Not much has changed since “I Hate Brandon Singer Part I,” except that he has defriended me on facebook. Apparently, he didn’t like my entry recounting his bullshitary, nor did he like the fact that I posted a courtesy copy of said entry on his facebook wall.
To quickly recap, I met Brandon Singer in 2005. A few days after meeting, I attended a wedding as his date. We hung out once more thereafter, but I haven’t seen him since then. Six and a half years later, I decided to invite him to a wedding as my date (for various reasons including that Mr. Lambo and I had just “broken up” a few days prior to the wedding and I thought it would make for a good story.) Brandon Singer agreed to attend. He informed me that he was boozing with his boys the night before the wedding. From there, the text screenshots below will bring you up to speed. (I’m the blue bubbles and he’s the yellow.)
Three minutes after Brandon Singer douchely bailed on me, I placed a call to my good friend Sheldon, who lives in North Jersey (29 miles from the wedding venue). He didn’t answer. I did something that I rarely do: recorded a voicemail. I explained the predicament I faced. Within a minute or so, he responded via text, “Omg, wtf!! Give me ten minutes. I’m going to shower than call you.” His text, a mere one hour and ten minutes before my friend’s wedding, increased my level of irritation. He hadn’t responded affirmatively as to whether he’d be able to save the day.

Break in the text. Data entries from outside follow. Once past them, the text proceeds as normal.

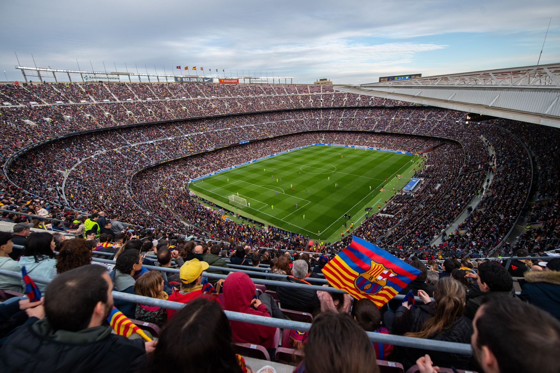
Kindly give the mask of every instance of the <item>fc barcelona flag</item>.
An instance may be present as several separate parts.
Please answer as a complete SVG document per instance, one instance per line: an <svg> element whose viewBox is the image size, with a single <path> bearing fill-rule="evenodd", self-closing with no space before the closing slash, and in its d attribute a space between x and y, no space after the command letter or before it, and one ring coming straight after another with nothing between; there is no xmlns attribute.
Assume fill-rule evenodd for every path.
<svg viewBox="0 0 560 373"><path fill-rule="evenodd" d="M329 283L382 306L420 274L382 249L352 236L350 245L323 268Z"/></svg>
<svg viewBox="0 0 560 373"><path fill-rule="evenodd" d="M25 283L25 294L29 299L29 301L38 302L41 300L41 291L27 274L25 265L21 267L21 277L24 279L24 282Z"/></svg>
<svg viewBox="0 0 560 373"><path fill-rule="evenodd" d="M133 333L137 333L146 341L150 342L152 340L141 329L134 325L130 319L115 307L113 307L107 318L107 321L111 324L111 327L115 330L115 333L119 335L129 337Z"/></svg>

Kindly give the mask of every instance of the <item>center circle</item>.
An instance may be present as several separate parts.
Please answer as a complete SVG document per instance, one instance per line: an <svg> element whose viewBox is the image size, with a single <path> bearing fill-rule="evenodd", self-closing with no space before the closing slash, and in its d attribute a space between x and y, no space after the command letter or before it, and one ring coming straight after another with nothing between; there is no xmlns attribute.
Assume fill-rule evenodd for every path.
<svg viewBox="0 0 560 373"><path fill-rule="evenodd" d="M337 170L337 167L328 163L311 163L304 165L300 169L308 174L332 174Z"/></svg>

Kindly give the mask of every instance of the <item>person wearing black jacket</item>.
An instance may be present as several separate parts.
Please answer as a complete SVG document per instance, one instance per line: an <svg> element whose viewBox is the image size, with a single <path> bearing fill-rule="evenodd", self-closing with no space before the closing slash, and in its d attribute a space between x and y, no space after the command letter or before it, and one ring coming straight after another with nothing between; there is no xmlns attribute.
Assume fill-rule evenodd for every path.
<svg viewBox="0 0 560 373"><path fill-rule="evenodd" d="M292 276L283 278L282 281L311 285L305 280L307 274L307 263L305 260L295 260L292 267ZM321 307L317 292L315 290L278 286L276 295L282 308L311 314Z"/></svg>
<svg viewBox="0 0 560 373"><path fill-rule="evenodd" d="M0 349L0 371L121 372L141 368L155 342L111 333L105 320L113 308L112 290L100 265L57 276L47 287L45 318L21 327Z"/></svg>
<svg viewBox="0 0 560 373"><path fill-rule="evenodd" d="M523 258L529 257L529 251L525 249L520 249L516 252L517 257ZM507 264L507 260L502 262L502 266L506 267ZM507 272L510 273L512 277L523 277L525 273L529 270L525 261L519 259L514 259L510 263L510 266L507 267Z"/></svg>

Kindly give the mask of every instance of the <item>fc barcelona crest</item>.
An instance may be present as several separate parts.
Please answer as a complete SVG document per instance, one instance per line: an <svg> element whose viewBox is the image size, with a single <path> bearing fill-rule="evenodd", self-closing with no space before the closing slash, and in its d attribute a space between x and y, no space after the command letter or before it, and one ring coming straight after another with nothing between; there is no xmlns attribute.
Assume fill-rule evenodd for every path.
<svg viewBox="0 0 560 373"><path fill-rule="evenodd" d="M360 292L373 295L387 285L387 280L396 274L383 264L372 260L370 269L356 278L354 285Z"/></svg>

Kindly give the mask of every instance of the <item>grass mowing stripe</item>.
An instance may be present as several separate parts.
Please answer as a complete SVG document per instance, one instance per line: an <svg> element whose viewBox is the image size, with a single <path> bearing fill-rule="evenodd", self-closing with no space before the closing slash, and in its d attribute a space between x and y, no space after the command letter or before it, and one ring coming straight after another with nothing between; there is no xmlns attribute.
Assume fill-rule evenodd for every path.
<svg viewBox="0 0 560 373"><path fill-rule="evenodd" d="M416 165L410 163L413 156L368 151L371 154L364 156L365 151L307 147L209 176L191 183L190 189L234 212L227 196L239 193L251 203L250 208L238 208L242 215L314 239L333 241L343 226L345 213L358 216L363 207L379 201L382 192L379 186L371 189L371 181L376 185L381 181L380 186L385 178ZM397 181L404 185L408 180L402 179Z"/></svg>

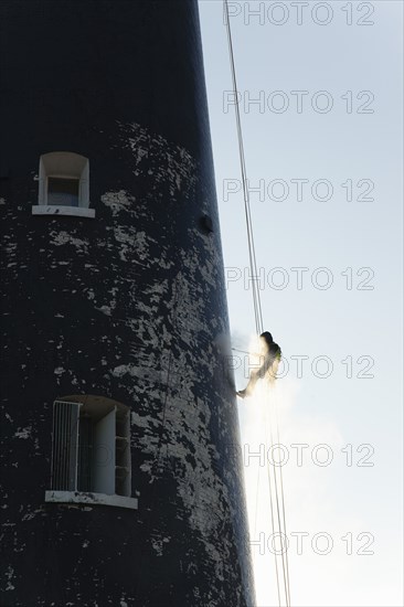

How I met Sheldon: Sheldon and I met through a website called “Hot or Not.” Essentially, people post their pictures and let others rate them. There’s also a “meet me” component to the site. On January 24, 2006, we met in person. For sometime, Sheldon was on the hot pursuit for some MoMo-lovin’, but I wasn’t having any of that. I effectively friend-zoned him. I am one of only two females in his life that he tolerates as a friend with no physical benefits. You may also be getting the sense that I’m an internet troll; I prefer to think of myself as MoMo, Cyber-Warrior Princess.
I continued my mental analysis of potential proximally desirable date replacements. I called the specimen from these posts (April 13, 2011 Specimen Dissection and Bad Shirt Epidemic). I hadn’t seen him since August, 2011, but he texts me from time to time, doesn’t live prohibitively far from the wedding location and is attractive. No answer. Next on the list: a specimen I met in 2004, became reacquainted with in 2011 and then became re-reacquainted with in 2012. (I haven’t blogged about him because the ’04 and ’11 encounters preceded this super awesome blog and I haven’t in-person re-acquainted with him this year.) No answer. He later called me back and texted saying he was sleeping, but that didn’t help my urgent cause.
FINALLY, Shellie called back. The negotiation process began. You see, hanging out with Sheldon is no simple task. He must mentally prepare before departing for any rendezvous. (He’s OCD, literally.) At this point, it was less than an hour before the wedding. An initial concern, besides mental prep time, was whether he had clothing appropriate for the occasion (because he hadn’t had enough notice to dry clean). Thankfully, he had clothing available. But, he said he still had to shave and eat before he could even consider leaving. I asked if he could grab something quick to eat on his way or if he could wait because there would be plenty of food at the event. Neither of those options suited him. He had to go to Boston Market, his preferred dining establishment and he had to do so before he shaved, meaning he’d need to leave his apartment, go get the food, go back home, eat the food, shave and then leave his apartment for the wedding.